COP28: Nigeria blames developed countries for climate woes

Friday Ajagunna
Friday Ajagunna
Climate

Nigeria has declared that the climate change and its consequences gripping the earth are attributable to the actions of the developed world that are responsible for most of the greenhouse emissions.

The Minister of Environment, Balarabe Lawal, who said this on Sunday while speaking with newsmen at the margins of COP28 summit in Dubai, the United Arab Emirates (UAE), stressed that the Nigerian delegation to the climate change conference was determined to canvass for a position that benefits the country and its people, saying: “So, I think this year’s COP we are expecting a lot from it.”

According to him, “The main focus of this year’s conference has to do with the issue of adaptation, mitigation. And the biggest issue is those of loss and damage, which I think is one that affects most of us because we have for a long time been victims of climate change, which is not really our own making.

“It is the making of the industrialized world that has created a lot of climate issues that have affected vulnerable countries, of which Nigeria is part of it: desertification, coastal erosion and a lot of issues that led to all this. So, this year, I think we are lucky. The current president of COP is very determined. I was very impressed with his speech.”

He assured journalists that the summit would be good for Nigeria given the position already expressed by President Bola Tinubu at the event.

Lawal said Nigeria would present its feelings on the various issues on climate change effects and remediation, adding: “I think this year’s COP is going to be very good for us…That’s why you see a large number of people from Nigeria coming because they’re going to various sectors: the issue of carbon grading, the issue of mitigation, the issue of methane, which the president yesterday, highlighted Nigeria’s position.”

He pointed out that the advanced world have stated their positions and “are already paying $30 billion in that area, and we have over $100 billion in the area of loss and damage, which is the issue of those that have been victims of flood and all sorts of consequences”.

Nigeria has also secured the agreement of the UAE to set up humanitarian response stations across the country in a bid to bring timely succour to victims of disasters.

The Minister of Humanitarian Affairs and Poverty Alleviation, Dr.
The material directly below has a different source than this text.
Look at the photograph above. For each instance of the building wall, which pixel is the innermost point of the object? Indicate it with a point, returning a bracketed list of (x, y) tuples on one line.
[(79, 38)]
Betta Edu, who made this known on Sunday to newsmen in Dubai, UAE, after interacting with officials of the Emirate government at the ongoing United Nations Climate Change Conference (COP28).

According to her, Nigeria sought the assistance of the UAE to tackle humanitarian crises arising from insurgency particularly in the North-east, as well as to end the endemic poverty in other parts of the country.

Edu stated that the UAE Red Crescent, which is equivalent to the Red Cross, was now ready to build a more resilient humanitarian response system across the country.

She said: “We have held a lot of interactions at different levels, of course, with the government of the UAE, that’s interacting with the Minister for Tolerance in the country who happens to be a brother to the president. We spoke extensively on how we can work together to pull millions of managers out of poverty.

“We have had interactions with the World Trade Organization DG, who is one of our own. We have had interactions with the president of the Islamic Development Bank and it’s centred on humanitarian response, and other poverty alleviation programmes that they can come in to support the country.

“And then finally, we had interaction with the Red Crescent, which is like the Red Cross here in Dubai and they are ready to come into Nigeria and support us to build a more resilient humanitarian response system across the country.”

She blamed climate change for the humanitarian crises and poverty in most parts of Nigeria, noting that it has driven people to insurgency and caused security problems in the country.

Edu said the role of her ministry at COP28 is therefore to “see how we can be part of the climate change adaptation, to get support to provide jobs for people to lift them out of poverty, to key into the Paris Agreement. And see how we can align to ensure that we prevent and mitigate all of those natural disasters that lead people into humanitarian crises”.

“Climate change is very critical and central to what the Ministry of Humanitarian Affairs and Poverty Alleviation does. Most of our humanitarian crises are as a result of climate change and most of the poverty which we are tackling are as a result of climate change.

“The flooding, which you see every other time in Nigeria is as a result of climate change. And of course, there are issues around the drying up of the Lake Chad Basin, as well as the Sahel and the rest of it, which has led to people losing their livelihoods, over 40 million persons, who depend on this Lake Chad Basin, losing their livelihoods.

“Now these people have become very gullible. They go into poverty, and they can now become easy prey for people who want to recruit into all of these terrorist organizations that are causing insurgency.

“We can’t be trying to bring people out of humanitarian crises and then allowing more people to fall in as a result of climate change. And that’s why we are at this meeting,” she added.